Many parents in low-income African settings have limited choices for infant food—they can make it themselves or they can purchase premixed infant cereals from the local marketplace. “Traditional infant foods made at home from raw ingredients are extremely labor-intensive and spoil quickly,” says Masters. “Food markets frequently offer only brand-name infant cereals because individual buyers seldom purchase the generic brands, possibly because they rarely have reliable information about the actual content of these brands.” Masters found that although nutritious generic infant cereals could be sold at a fraction of the cost of brand-name cereals, markets wouldn’t carry generics if consumers didn’t buy them. He speculated that providing quality certification for infant foods might change consumer buying habits and lead to expansion of choices at local markets. His market experiment in Mali offered buyers (primarily illiterate mothers) a series of choices between brand-name infant cereals, noncertified generic cereals, certified generic cereals, and the raw materials for home processing of these foods. The study determined the value these buyers placed on quality information and estimated the net welfare gains of certification to be about one month’s worth of adequate nutrition per child. Because of the success of the market experiment in Mali, Masters is now working with colleagues at the University of Ghana and elsewhere to launch the development of infant food certification programs.

Masters also studies a related set of questions that concerns the design of incentives to promote healthy choices or other social goals. “An employer might like employees to go to the gym, or to eat healthily,” says Masters. “How do you construct a set of incentives that will meet people where they are and raise them one—give people an incentive to do more than they’re doing in the direction that is desirable?” Some organizations use prizes and contests as incentives to promote behavior change. Masters’ research in this field focuses on proportional incentives—where the payoff is proportional to effort or performance—in contrast to lump-sum or winner-take-all competitions. While big prizes for the best or first achievement of some goal attract the most attention, Masters finds that proportional rewards have useful advantages, such as increasing the number of entrants in the competition as well as increasing effort by individual entrants. “In the real world, lots of companies make money, not just the ones that make the headlines,” he says. “We can use that insight to design better contests.” Creating competitions with proportional prizes could be especially helpful where people are very diverse and therefore spread out over a wide range of abilities. “With proportional rewards, no matter where you start from, you get some benefit for moving up just a bit,” he says.

Contests can offer proportional rewards whenever success can be measured incrementally and improvement at every level would be desirable. Masters has argued for new proportional prize contests to promote agricultural innovation to alleviate malnutrition and advance food security in developing countries. “Overall success requires many small improvements that solve local problems and spread from there,” he says. Proportional prizes would create incentives for local people to work to solve local problems. Agricultural innovation is also an area that would benefit from Masters’ collaborative approach because it requires interdisciplinary work on a series of small problems that lead to the overarching problem of food insecurity.

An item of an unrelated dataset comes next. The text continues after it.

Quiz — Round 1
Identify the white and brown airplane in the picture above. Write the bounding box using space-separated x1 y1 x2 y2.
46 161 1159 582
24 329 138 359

Economic techniques that explore what people really want and what they are willing to pay for can inform many research projects. “If somebody in engineering is developing a water pump, or somebody in the vet school is doing an animal vaccine, we can use economics to find out what that’s worth to people,” says Masters. “You can’t just ask people, because they’ll often tell you what they think you want them to say. We know that what people say is dependent on what their incentives are, so we have to look behind that veil—that’s what this whole family of techniques for eliciting ability and willingness to pay is about.” Masters enjoys collaboration and is especially interested in working on projects at the intersection of the social and natural sciences.